Woordenboek van Populair Taalgebruik

Marc De Coster (2020-2024)

Gepubliceerd op 19-07-2023

aan de pimpel zijn (raken)

betekenis & definitie

(19e eeuw) (inf.) stevig gaan drinken. Syn.: aan de flep zijn. Zie ook: pimpelen*.

• hij is an de pimpel = hij s n pimpelder = hij is een zuiper, een pimpelaar; ook Oostfr.– Deensch pimpe= een teugje uit het glas nemen. (H. Molema: Woordenboek der Groningsche volkstaal, in de 19de eeuw. 1895)
• Een toeter pakken (A.).

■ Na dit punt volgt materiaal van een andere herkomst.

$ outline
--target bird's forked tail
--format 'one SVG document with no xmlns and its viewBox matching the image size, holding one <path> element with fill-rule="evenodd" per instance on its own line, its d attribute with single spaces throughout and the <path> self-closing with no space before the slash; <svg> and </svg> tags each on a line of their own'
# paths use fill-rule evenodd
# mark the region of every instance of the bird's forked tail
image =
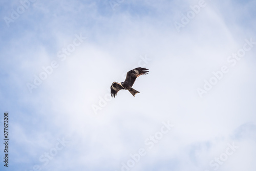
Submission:
<svg viewBox="0 0 256 171">
<path fill-rule="evenodd" d="M 131 88 L 131 89 L 129 90 L 129 91 L 134 97 L 135 97 L 135 94 L 136 94 L 136 93 L 139 93 L 139 92 L 133 88 Z"/>
</svg>

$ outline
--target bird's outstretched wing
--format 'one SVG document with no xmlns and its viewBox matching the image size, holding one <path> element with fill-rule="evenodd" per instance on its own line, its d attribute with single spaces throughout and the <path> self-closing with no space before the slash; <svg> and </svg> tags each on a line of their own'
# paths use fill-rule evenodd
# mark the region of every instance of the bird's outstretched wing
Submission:
<svg viewBox="0 0 256 171">
<path fill-rule="evenodd" d="M 136 68 L 131 70 L 127 73 L 126 77 L 123 84 L 132 87 L 137 77 L 141 75 L 148 74 L 148 69 L 141 67 Z"/>
<path fill-rule="evenodd" d="M 120 90 L 124 89 L 121 84 L 116 82 L 112 83 L 112 85 L 110 87 L 111 97 L 115 97 L 116 96 L 116 94 Z"/>
</svg>

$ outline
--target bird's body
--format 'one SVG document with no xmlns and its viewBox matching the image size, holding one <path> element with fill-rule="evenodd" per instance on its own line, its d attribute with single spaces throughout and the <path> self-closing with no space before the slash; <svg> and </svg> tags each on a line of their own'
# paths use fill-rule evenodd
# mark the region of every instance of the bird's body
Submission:
<svg viewBox="0 0 256 171">
<path fill-rule="evenodd" d="M 124 81 L 121 82 L 121 83 L 117 82 L 112 83 L 112 85 L 110 87 L 111 96 L 115 97 L 117 92 L 120 90 L 127 90 L 133 96 L 135 96 L 135 94 L 139 93 L 139 92 L 133 89 L 132 87 L 133 87 L 135 80 L 138 77 L 141 75 L 146 74 L 148 73 L 148 69 L 141 67 L 136 68 L 129 71 L 127 73 L 126 77 Z"/>
</svg>

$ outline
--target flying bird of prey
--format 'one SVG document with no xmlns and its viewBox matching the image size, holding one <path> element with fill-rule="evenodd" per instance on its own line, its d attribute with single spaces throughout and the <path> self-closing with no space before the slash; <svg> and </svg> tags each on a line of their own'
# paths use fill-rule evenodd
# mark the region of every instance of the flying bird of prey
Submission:
<svg viewBox="0 0 256 171">
<path fill-rule="evenodd" d="M 126 77 L 124 82 L 118 83 L 114 82 L 110 87 L 111 90 L 111 96 L 115 97 L 116 96 L 117 92 L 120 90 L 127 90 L 133 95 L 135 96 L 135 94 L 139 92 L 132 88 L 135 80 L 139 76 L 148 74 L 148 69 L 145 68 L 136 68 L 131 70 L 127 73 Z"/>
</svg>

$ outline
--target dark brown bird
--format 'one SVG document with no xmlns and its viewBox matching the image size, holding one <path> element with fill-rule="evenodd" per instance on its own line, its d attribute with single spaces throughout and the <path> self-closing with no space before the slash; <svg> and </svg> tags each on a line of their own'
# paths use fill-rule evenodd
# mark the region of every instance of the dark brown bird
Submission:
<svg viewBox="0 0 256 171">
<path fill-rule="evenodd" d="M 110 87 L 111 96 L 116 97 L 117 92 L 120 90 L 127 90 L 133 96 L 135 96 L 136 93 L 139 93 L 139 92 L 132 88 L 135 80 L 141 75 L 148 74 L 148 69 L 141 67 L 136 68 L 129 71 L 124 82 L 121 82 L 121 83 L 114 82 L 112 83 L 112 85 Z"/>
</svg>

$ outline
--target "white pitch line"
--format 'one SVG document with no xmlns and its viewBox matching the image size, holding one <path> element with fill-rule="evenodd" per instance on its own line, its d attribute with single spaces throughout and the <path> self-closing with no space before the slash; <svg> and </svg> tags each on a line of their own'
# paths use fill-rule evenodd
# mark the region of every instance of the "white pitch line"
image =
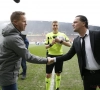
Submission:
<svg viewBox="0 0 100 90">
<path fill-rule="evenodd" d="M 53 69 L 52 76 L 51 76 L 50 90 L 54 89 L 54 76 L 55 76 L 55 73 L 54 73 L 54 69 Z"/>
</svg>

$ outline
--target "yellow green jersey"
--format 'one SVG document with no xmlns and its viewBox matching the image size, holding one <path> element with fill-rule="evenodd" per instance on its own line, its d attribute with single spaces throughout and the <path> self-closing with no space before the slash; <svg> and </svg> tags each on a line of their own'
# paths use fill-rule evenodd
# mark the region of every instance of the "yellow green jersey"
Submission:
<svg viewBox="0 0 100 90">
<path fill-rule="evenodd" d="M 53 32 L 50 32 L 46 35 L 45 44 L 52 43 L 52 40 L 55 37 L 60 37 L 60 38 L 63 37 L 65 41 L 69 41 L 69 38 L 64 33 L 58 32 L 57 34 L 54 34 Z M 62 55 L 63 54 L 62 44 L 56 43 L 52 47 L 48 48 L 48 54 L 49 55 Z"/>
</svg>

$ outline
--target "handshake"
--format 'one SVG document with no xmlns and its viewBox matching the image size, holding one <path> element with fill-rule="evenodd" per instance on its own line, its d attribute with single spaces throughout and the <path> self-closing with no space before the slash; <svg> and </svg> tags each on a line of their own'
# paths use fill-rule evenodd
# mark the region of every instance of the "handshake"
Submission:
<svg viewBox="0 0 100 90">
<path fill-rule="evenodd" d="M 47 57 L 47 59 L 48 59 L 47 65 L 50 65 L 50 64 L 56 62 L 56 58 L 55 57 L 54 58 Z"/>
</svg>

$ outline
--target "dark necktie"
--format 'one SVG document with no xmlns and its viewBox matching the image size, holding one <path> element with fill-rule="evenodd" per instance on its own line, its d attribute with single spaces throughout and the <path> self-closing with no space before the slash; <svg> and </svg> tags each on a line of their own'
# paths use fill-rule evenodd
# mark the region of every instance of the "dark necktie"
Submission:
<svg viewBox="0 0 100 90">
<path fill-rule="evenodd" d="M 86 52 L 85 52 L 85 40 L 84 38 L 86 37 L 86 35 L 82 38 L 82 60 L 83 60 L 83 67 L 86 67 Z"/>
</svg>

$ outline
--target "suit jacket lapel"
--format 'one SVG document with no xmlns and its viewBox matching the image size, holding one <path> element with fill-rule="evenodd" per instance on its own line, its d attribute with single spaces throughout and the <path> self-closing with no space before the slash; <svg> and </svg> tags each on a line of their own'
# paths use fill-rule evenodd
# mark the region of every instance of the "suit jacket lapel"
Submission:
<svg viewBox="0 0 100 90">
<path fill-rule="evenodd" d="M 78 36 L 78 39 L 77 39 L 77 44 L 78 44 L 78 48 L 80 50 L 80 53 L 81 53 L 81 38 Z"/>
<path fill-rule="evenodd" d="M 90 35 L 90 44 L 91 44 L 92 52 L 94 53 L 94 33 L 92 31 L 89 31 L 89 35 Z"/>
</svg>

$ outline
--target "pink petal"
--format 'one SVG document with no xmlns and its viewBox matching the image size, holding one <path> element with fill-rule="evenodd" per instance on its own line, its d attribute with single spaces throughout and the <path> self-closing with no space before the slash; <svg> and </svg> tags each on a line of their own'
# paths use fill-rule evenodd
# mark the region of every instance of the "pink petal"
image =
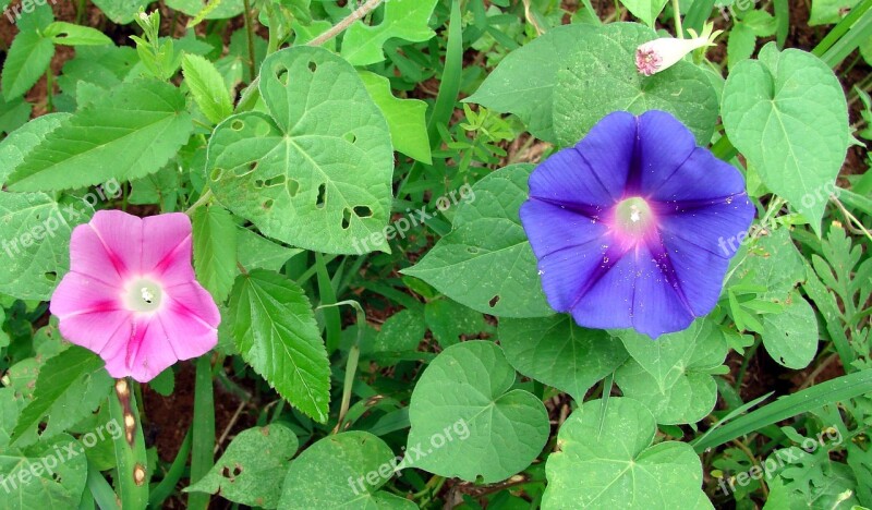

Een poerloere nemen, of: er een poerloertje op zetten (D. B.). Aan de flep zijn (V. D.). Een zwarte zuster (flesch rooden wijn) den nek breken (V. Du.) 2). Den bonten stier scheren (D. B.). Aan den pimpel zijn (V. D.). (De Navorscher. 1898)
• ‘t Betreft het geval van dien Belgischen loods, die door verdriet over dien grooten rampzaligen wereldoorlog, volgens zijn zeggen aan de pimpel was geraakt. (het Vaderland, 09/04/1922)
• Aan de pimpel weezn, pimpeln = aan de drank zijn. Pimpelder = drinkebroer. (K. ter Laan: Nieuw Groninger Woordenboek 1924-1929)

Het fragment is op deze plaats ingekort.